North Carolina marks accomplishments on two-year anniversary of coal ash law


Coal ash ponds are being closed, residents will get water connections

Two years after the landmark coal ash management law went into effect, North Carolina has become a national leader in addressing the long-ignored threat coal ash may pose to the environment and public health.

In 2014 North Carolina became the only state in the country to order that every coal ash pond be closed. Since then, more than six million tons of coal ash have been moved, record fines have been issued for environmental violations, and North Carolina has held Duke Energy accountable for the worst environmental disaster in state history.

Governor McCrory signed an update to the law in 2016 that provides common-sense solutions including providing permanent alternate water connections to residents around coal ash facilities, fixing all of the dams around coal ash ponds, and creating a coal ash recycling program. 

In the video below, Secretary Donald R. van der Vaart of the state environmental department explains the actions North Carolina has taken over the last two years toward closing coal ash ponds, strengthening environmental and health protections, and solving once and for all the decades-old coal ash problem.

The video is available for use in news coverage. You can watch it by clicking here.


Hello. I’m Donald van der Vaart, Secretary of the North Carolina Department of Environmental Quality.

On this two-year anniversary of the coal ash law, I’d like to talk to you about the action the McCrory administration has taken to protect the environment and public health from this long-ignored problem.

Previous administrations turned their backs on the threat of coal ash for decades. Their inaction ultimately led to the Dan River spill, the worst environmental disaster in North Carolina history. Within months of taking office, and well before the Dan River spill, Governor Pat McCrory took steps to force Duke Energy to begin cleaning up coal ash.

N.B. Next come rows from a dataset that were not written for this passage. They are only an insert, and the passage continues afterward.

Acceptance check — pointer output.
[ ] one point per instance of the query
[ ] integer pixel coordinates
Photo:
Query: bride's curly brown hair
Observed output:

Under his leadership, North Carolina is the first state in the country to order that every coal ash pond be closed. More than six million tons of coal ash have been moved to safe storage and more is being moved every day. We were the first state to require water connections be provided to people who live near coal ash facilities. We have also held Duke Energy accountable by issuing the largest fines in state history for environmental violations.

This administration continues to offer common sense solutions. The governor signed updated legislation this year that puts Duke Energy on a strict timetable for installing alternate water connections, fixing all of the dams around its coal ash ponds, and recycling coal ash.

Seven of Duke Energy’s coal ash facilities will already be dug up. Decisions about how to close the rest will continue to be driven by science.

North Carolina is also conducting environmental justice reviews to make sure low-income and minority communities aren’t affected by new coal ash landfills.

I’ve worked in the environmental department for more than twenty years and continue to be impressed with the work of our staff, scientists and engineers who tackled this issue head on. I want to thank these dedicated professionals for their tireless work on this unique effort to safely close every coal ash pond in the state. 

We are committed to building on our progress and removing once and for all any threat coal ash may pose to the environment or public health.